Dans la belle série des tabous, nous avons aussi le racisme, dont quasiment seuls les victimes osent parler et font rougir ceux qui se sont fait pervertir par les rumeurs et morales populaire (j'entends les médias). Moi même je ne sais pas quoi en penser, car je pense qu'il n'y a rien à en penser.
Ces tabous sont mené par des gens qui n'ont comme seul dessein, la division. Alors que nous, pauvres honnêtes, nous voulons la réunion, le droit à l'unicité.

Nous sommes tout de même privilégié à pouvoir écrire des choses sans craindre des poursuites. Privilégié de pouvoir prendre le temps de penser, plutôt qu'a dé-penser. Privilégié d'avoir un avis, de le dire. Privilégié de pouvoir avoir accès a toutes ces technologies.
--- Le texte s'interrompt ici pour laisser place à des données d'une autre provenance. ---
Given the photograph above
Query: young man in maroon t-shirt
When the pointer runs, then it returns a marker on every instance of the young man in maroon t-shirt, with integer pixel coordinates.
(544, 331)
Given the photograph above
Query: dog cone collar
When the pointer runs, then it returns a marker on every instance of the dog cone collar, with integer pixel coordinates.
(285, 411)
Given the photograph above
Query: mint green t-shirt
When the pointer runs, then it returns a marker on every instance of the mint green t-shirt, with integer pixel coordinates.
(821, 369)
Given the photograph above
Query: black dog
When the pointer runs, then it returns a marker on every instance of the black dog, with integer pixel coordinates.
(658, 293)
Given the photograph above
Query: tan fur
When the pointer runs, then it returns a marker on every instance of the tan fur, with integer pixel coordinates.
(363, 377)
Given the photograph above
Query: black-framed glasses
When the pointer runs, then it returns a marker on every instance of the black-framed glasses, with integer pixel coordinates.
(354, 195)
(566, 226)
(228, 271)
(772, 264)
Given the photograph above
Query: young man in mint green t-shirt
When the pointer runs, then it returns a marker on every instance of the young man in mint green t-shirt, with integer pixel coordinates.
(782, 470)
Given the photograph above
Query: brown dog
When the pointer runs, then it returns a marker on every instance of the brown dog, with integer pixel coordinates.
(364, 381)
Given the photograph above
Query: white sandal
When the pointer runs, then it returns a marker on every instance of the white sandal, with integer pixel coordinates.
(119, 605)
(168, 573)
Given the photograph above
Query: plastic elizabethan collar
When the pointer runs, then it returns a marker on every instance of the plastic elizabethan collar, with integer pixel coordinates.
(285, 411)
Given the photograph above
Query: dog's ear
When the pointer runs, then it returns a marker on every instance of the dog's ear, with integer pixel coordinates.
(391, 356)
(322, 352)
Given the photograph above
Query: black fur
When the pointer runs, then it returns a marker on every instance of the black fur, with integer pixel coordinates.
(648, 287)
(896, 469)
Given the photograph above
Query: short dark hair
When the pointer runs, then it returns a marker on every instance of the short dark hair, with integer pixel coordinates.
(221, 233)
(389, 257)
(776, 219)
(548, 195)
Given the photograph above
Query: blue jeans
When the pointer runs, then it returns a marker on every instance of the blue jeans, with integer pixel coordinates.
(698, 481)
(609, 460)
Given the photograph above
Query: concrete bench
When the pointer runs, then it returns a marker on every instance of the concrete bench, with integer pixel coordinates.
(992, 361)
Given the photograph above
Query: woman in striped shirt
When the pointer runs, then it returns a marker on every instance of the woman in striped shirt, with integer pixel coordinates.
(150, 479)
Bon pour ceux qui ont lu jusqu'ici, je leur offre une glace en terrasse :-)

serveur au Novo, blond cheveux court avec de gros muscles, dans une partie d'échecs dans laquelle m'a compréhension s'arrêtait au fait que chacun avait une couleur de pions.

Un dessin que certain connaissent déjà. Réalisé il y a deux ans, après une balade en forêt. Un relief dans un arbre m'avais inspiré cette tête.